G10 Global Learns About NASA's New "Space Taxi" Initiative

G10 Global Learns that this week NASA unveiled a plan that will allocate £1.01billion to private companies that will transport U.S. astronauts to the International Space Station and low Earth orbit.
 
Sept. 21, 2011 - PRLog -- This week NASA unveiled a plan that will allocate £1.01billion to private companies that will transport U.S. astronauts to the International Space Station and low Earth orbit. The program will provide funds to multiple companies, which must design and maintain a spacecraft, launch vehicles, launch services, ground and mission operations, and recovery. G10 Global says this is a significant step forward in the story of space exploration.

When NASA unveiled the 'Space Taxi' plan, administrator Charles Bolden said in a statement, "It's further evidence we are committed to fully implementing our plan to outsource our space station transportation so NASA can focus its energy and resources on deep space exploration." NASA retired its space shuttle fleet over the summer and the "space taxis" announced by NASA this week gives the agency a way for getting its astronauts to the ISS without having to rely on the Russians. The effort, known as Integrated Design Contract (IDC) "will bring us through the critical design phase to fully incorporate our human spaceflight safety requirements and NASA's International Space Station mission needs," said NASA Commercial Crew Program Manager Ed Mango. According to theweatherspace.com all NASA currently has is the Russian Soyuz project. The Soyuz spacecraft became the second-generation Soviet vehicle capable of carrying humans into space.  G10 Global understand the new initiative as NASA is paying the Russian space agency, Roscosmos, over £630million to fly Americans on the rockets over the next four years.
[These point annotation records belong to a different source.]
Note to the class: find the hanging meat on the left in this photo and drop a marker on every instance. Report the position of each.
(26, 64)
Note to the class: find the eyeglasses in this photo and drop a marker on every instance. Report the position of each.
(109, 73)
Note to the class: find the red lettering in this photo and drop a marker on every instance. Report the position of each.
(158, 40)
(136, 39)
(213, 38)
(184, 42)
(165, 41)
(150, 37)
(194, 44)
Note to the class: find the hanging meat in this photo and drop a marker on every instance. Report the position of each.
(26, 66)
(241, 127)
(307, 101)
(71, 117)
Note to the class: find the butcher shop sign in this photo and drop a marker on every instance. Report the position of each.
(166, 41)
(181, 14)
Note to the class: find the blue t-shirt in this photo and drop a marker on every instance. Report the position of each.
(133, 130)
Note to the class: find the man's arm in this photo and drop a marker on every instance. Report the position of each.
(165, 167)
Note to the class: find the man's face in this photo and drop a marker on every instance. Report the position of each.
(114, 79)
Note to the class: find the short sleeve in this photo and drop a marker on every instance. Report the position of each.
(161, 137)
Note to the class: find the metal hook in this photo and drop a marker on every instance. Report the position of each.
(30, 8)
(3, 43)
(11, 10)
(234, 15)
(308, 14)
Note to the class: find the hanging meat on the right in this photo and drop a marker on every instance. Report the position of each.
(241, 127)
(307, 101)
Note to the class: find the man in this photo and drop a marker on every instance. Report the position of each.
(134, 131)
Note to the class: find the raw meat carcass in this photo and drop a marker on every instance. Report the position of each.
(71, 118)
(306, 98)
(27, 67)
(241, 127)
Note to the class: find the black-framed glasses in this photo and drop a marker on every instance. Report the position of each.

The Telegraph has reported that the US space agency will be looking for complete program to ferry astronauts to the International Space Station by the middle of the decade. The money will supplement investments that private companies are making to develop commercial space transportation services. President Obama has requested £540million for NASA's Commercial Crew initiative and the Senate Appropriations Committee offered £320million last week. NASA's commercial spaceflight development director, Phil McAlister, said at an industry briefing in Florida, "Every year we do not have a commercial crew capability, the station is at risk,'' he said.  The fact is, China is the only other country that has flown people in orbit but is not a member of the space station program so having only one option to get to a £63billion national lab is a big risk. G10 Global believe it was when a Russian cargo ship failed last month to reach orbit after a launch accident that the vulnerability of having only one way for crew to fly to the space station was exposed.

G10 Global knows that NASA expects to award multiple contracts for the third phase of its commercial crew development work next year. NASA is now supporting spaceship development by four firms -- Boeing, Space Exploration Technologies, Sierra Nevada Corp and Blue Origin, a privately funded aerospace company set up by Amazon's Jeff Bezos. The contracts are worth a combined £170 million so hopefully, alternative methods to taxi US astronauts to space will be completed in time.